Your break-even point is the moment a business stops losing money and starts making it. Below it, you are paying to operate. Above it, each sale adds to profit. Knowing the number turns a vague worry about costs into a clear sales target.

It answers practical questions. How many jobs do I need this month to keep the lights on? Can I afford to hire if it adds to fixed costs? Is this new product worth launching at the price I can charge? Break-even gives each of those a concrete answer instead of a gut feeling.

The calculator works for a product business, a service business, or a single offer. Enter your fixed costs, your price, and what each unit costs to deliver, and it shows the target instantly.

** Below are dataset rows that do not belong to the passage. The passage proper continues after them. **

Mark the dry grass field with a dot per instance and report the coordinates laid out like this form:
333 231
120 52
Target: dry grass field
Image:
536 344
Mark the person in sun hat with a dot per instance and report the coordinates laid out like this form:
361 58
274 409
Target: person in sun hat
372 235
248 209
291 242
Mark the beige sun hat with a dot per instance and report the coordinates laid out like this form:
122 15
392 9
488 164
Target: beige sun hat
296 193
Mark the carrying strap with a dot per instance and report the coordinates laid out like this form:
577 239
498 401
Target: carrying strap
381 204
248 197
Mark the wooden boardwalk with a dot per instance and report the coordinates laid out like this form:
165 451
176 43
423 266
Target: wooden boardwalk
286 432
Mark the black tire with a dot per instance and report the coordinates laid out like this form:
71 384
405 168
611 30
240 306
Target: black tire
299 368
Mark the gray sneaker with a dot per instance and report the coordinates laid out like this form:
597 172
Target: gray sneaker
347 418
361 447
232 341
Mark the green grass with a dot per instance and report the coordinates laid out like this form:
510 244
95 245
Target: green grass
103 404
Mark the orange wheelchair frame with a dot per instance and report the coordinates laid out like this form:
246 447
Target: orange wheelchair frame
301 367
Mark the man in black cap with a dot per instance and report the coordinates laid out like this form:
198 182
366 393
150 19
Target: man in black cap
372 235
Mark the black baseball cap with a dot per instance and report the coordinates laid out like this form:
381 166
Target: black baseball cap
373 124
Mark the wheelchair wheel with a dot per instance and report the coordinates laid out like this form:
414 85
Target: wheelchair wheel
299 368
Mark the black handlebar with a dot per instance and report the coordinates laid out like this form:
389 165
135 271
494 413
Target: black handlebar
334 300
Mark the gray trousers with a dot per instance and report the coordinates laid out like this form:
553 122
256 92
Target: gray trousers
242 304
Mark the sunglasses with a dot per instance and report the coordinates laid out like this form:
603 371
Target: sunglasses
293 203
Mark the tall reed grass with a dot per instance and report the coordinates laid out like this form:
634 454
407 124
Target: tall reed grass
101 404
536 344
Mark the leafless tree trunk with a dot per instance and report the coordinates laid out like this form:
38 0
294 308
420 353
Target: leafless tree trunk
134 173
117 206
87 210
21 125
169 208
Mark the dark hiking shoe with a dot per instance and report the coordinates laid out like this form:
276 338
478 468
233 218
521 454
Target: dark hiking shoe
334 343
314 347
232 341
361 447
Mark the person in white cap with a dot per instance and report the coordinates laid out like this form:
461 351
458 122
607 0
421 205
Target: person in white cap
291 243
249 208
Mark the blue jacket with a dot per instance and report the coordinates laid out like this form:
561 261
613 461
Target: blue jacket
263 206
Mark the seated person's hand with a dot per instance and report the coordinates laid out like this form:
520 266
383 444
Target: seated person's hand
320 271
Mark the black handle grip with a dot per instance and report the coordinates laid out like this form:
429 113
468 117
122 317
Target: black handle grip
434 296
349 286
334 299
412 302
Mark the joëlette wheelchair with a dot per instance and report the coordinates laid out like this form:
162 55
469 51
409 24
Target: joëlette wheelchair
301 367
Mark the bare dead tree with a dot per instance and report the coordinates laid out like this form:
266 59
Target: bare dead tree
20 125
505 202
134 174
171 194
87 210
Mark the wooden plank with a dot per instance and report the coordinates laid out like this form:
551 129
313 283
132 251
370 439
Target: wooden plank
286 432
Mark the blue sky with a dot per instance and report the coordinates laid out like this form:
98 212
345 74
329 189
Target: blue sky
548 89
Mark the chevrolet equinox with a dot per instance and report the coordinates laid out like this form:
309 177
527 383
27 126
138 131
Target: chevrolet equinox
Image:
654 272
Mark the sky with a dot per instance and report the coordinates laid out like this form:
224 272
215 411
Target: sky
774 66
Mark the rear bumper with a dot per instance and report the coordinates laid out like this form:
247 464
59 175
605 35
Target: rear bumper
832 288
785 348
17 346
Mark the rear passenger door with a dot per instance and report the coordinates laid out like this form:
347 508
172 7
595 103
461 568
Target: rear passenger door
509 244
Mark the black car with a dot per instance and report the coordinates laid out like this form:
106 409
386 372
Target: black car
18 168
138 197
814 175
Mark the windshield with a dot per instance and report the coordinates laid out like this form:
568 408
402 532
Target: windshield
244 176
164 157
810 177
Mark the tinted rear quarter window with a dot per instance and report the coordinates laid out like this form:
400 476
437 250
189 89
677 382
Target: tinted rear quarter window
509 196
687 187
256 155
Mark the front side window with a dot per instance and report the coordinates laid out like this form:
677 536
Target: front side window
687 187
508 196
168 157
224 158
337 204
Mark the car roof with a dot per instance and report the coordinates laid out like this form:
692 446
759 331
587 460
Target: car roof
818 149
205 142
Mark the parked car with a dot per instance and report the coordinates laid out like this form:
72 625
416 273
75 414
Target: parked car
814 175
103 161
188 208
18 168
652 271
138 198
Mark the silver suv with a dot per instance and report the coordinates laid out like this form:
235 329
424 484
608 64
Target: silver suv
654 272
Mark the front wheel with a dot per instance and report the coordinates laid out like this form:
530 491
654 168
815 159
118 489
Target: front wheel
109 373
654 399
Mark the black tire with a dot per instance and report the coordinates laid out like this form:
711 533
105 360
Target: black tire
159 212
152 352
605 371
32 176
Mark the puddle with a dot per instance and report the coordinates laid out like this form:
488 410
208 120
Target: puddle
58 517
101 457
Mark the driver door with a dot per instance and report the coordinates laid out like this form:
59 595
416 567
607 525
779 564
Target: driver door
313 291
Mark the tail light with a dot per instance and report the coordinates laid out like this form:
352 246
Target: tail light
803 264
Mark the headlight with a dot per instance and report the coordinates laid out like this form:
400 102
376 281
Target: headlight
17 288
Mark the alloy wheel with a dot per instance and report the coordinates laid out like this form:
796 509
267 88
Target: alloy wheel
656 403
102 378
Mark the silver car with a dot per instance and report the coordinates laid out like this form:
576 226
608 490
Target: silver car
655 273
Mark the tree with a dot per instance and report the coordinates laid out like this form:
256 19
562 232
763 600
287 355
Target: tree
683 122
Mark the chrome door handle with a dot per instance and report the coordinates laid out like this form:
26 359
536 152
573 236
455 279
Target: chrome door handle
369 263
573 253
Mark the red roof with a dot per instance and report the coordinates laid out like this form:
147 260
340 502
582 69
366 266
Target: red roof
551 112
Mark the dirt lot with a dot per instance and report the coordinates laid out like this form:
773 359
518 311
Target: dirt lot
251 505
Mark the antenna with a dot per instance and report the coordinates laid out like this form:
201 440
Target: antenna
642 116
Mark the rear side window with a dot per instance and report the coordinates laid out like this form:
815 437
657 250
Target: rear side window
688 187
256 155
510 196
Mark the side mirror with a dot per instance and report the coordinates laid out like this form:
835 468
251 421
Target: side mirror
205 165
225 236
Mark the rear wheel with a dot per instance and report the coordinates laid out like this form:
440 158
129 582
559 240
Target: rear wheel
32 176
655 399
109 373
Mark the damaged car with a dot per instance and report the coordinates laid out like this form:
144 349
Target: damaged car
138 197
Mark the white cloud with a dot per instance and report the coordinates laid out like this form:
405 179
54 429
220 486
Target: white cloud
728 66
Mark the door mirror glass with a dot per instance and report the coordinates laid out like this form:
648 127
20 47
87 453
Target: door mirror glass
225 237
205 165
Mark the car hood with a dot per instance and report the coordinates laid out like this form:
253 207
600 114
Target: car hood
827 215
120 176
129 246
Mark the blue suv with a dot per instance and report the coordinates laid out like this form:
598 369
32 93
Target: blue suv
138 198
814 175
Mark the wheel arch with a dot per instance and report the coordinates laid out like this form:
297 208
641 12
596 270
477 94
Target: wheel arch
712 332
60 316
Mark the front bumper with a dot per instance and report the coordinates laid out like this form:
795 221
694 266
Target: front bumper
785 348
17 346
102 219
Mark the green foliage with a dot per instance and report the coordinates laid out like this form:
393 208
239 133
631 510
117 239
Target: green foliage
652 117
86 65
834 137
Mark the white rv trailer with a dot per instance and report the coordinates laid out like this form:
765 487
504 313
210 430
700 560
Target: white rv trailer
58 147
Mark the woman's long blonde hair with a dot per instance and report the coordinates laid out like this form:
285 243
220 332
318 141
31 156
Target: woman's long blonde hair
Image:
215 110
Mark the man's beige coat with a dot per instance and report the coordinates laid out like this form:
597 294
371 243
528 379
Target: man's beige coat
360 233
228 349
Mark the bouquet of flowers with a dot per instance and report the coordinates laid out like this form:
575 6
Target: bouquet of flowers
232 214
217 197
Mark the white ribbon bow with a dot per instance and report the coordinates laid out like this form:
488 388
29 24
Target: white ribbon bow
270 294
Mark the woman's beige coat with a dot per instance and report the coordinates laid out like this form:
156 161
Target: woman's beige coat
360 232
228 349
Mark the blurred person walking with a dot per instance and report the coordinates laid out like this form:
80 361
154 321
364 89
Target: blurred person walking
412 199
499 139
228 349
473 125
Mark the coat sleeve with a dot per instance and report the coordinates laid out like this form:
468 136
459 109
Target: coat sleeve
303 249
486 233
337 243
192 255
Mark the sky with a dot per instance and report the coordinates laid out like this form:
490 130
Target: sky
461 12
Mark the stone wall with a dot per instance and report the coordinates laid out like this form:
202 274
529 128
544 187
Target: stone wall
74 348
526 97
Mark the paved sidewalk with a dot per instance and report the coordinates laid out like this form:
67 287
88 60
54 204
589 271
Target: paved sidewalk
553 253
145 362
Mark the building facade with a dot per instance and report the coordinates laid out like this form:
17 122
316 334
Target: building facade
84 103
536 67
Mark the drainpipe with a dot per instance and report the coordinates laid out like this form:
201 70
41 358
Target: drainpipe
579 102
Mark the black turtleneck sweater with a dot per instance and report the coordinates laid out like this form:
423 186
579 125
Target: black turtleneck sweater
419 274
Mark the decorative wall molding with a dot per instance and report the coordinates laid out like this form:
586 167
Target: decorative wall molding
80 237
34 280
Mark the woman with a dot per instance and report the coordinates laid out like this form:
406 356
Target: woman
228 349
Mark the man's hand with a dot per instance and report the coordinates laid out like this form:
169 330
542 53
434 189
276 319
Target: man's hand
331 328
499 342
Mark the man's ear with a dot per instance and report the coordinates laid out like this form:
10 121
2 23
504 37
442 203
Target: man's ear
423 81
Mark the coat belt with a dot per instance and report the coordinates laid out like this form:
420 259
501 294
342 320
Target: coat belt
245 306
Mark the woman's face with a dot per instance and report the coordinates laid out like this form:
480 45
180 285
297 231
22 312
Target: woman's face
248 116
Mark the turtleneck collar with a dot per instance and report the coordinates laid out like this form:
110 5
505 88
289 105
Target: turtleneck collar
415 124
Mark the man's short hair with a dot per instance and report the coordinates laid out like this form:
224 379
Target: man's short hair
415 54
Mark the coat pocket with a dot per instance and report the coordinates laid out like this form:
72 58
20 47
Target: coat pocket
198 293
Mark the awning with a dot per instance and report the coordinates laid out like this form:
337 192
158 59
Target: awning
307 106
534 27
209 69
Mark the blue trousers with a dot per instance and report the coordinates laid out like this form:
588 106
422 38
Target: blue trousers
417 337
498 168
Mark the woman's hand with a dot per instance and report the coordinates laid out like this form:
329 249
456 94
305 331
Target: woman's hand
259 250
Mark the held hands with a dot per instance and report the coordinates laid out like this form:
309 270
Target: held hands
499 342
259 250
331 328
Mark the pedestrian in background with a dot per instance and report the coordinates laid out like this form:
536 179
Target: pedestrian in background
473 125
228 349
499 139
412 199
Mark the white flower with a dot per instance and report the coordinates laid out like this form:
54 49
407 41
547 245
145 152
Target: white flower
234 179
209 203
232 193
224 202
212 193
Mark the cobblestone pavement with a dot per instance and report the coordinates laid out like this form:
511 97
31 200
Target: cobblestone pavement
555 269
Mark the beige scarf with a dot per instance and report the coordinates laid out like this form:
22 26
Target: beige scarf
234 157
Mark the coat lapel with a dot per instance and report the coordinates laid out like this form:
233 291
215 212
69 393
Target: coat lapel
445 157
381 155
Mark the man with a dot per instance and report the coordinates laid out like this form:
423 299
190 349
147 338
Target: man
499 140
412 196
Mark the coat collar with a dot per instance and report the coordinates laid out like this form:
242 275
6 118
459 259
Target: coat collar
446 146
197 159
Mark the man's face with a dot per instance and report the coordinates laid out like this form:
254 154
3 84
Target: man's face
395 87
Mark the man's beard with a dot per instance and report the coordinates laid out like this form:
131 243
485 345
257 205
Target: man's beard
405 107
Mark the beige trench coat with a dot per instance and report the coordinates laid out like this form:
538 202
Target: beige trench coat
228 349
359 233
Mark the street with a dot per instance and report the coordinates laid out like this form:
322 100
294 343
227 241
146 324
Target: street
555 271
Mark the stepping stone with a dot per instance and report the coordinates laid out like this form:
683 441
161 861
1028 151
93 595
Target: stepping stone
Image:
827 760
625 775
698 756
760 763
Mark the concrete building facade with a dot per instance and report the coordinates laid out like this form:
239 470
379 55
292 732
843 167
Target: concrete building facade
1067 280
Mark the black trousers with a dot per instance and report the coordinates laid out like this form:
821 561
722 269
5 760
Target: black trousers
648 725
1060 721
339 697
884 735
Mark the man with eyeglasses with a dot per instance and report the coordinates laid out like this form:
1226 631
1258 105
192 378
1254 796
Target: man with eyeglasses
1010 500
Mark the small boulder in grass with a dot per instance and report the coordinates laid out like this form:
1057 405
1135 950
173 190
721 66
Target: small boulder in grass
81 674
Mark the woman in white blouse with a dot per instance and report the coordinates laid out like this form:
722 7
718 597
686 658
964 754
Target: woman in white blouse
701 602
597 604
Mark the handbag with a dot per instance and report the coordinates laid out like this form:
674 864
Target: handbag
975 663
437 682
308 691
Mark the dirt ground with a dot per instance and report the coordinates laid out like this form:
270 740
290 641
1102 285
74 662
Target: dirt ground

The formula, in plain words

Each unit you sell contributes its price minus its variable cost toward your fixed costs. That figure is the contribution per unit. Break-even units equals your fixed costs divided by the contribution per unit. Multiply the units by the price and you get break-even revenue.

Example: 5,000 dollars in fixed costs, a 50 dollar price, and 20 dollars of variable cost per unit. The contribution is 30 dollars. 5,000 divided by 30 is about 167 units. At 50 dollars each, that is roughly 8,350 dollars in revenue to break even.

Tips for lowering your break-even

Raise your price if the market allows it. A higher price means a larger contribution per unit, which lowers the number of units you need. Even a small increase moves break-even down noticeably.

Cut variable costs. Cheaper materials, lower payment fees, or a more efficient process all widen the contribution margin and pull break-even closer.

Question fixed costs. Every recurring expense raises the bar you have to clear each month. Trimming software, subscriptions, and unused space lowers break-even directly.

Sell higher-contribution items first. If you offer several products, pushing the ones with the biggest gap between price and cost gets you to break-even on fewer sales.

Cross break-even sooner each month

Once you know the target, the job becomes hitting it earlier in the month. That comes down to two things: more leads coming in, and fewer of them slipping away before they buy.

GoHighLevel captures leads from your site and ads, books them automatically, and follows up with the ones who go quiet. More of the right conversations means you clear break-even sooner and spend more of the month in profit.

Frequently asked questions

How do you calculate the break-even point?

Divide your fixed costs by the contribution per unit, which is the price minus the variable cost per unit. The result is how many units you must sell to cover everything. Multiply by the price to get break-even revenue. This calculator does both for you.

What is contribution margin?

Contribution margin is the price of one unit minus its variable cost. It is the amount each sale contributes toward covering your fixed costs. Once your fixed costs are covered, that same amount per unit becomes profit.

What are fixed versus variable costs?

Fixed costs stay the same no matter how much you sell: rent, salaries, software, insurance. Variable costs rise with each unit: materials, shipping, payment fees. Break-even depends on both, which is why the calculator asks for them separately.

Why is there no break-even point sometimes?

If your price is at or below your variable cost, each sale loses money, so no number of units will ever cover your fixed costs. The calculator shows N/A in that case. Raise your price or cut your per-unit cost first.

Is the break-even calculator free?

Yes. It is free, needs no signup, and runs in your browser. Nothing you enter is stored or sent anywhere.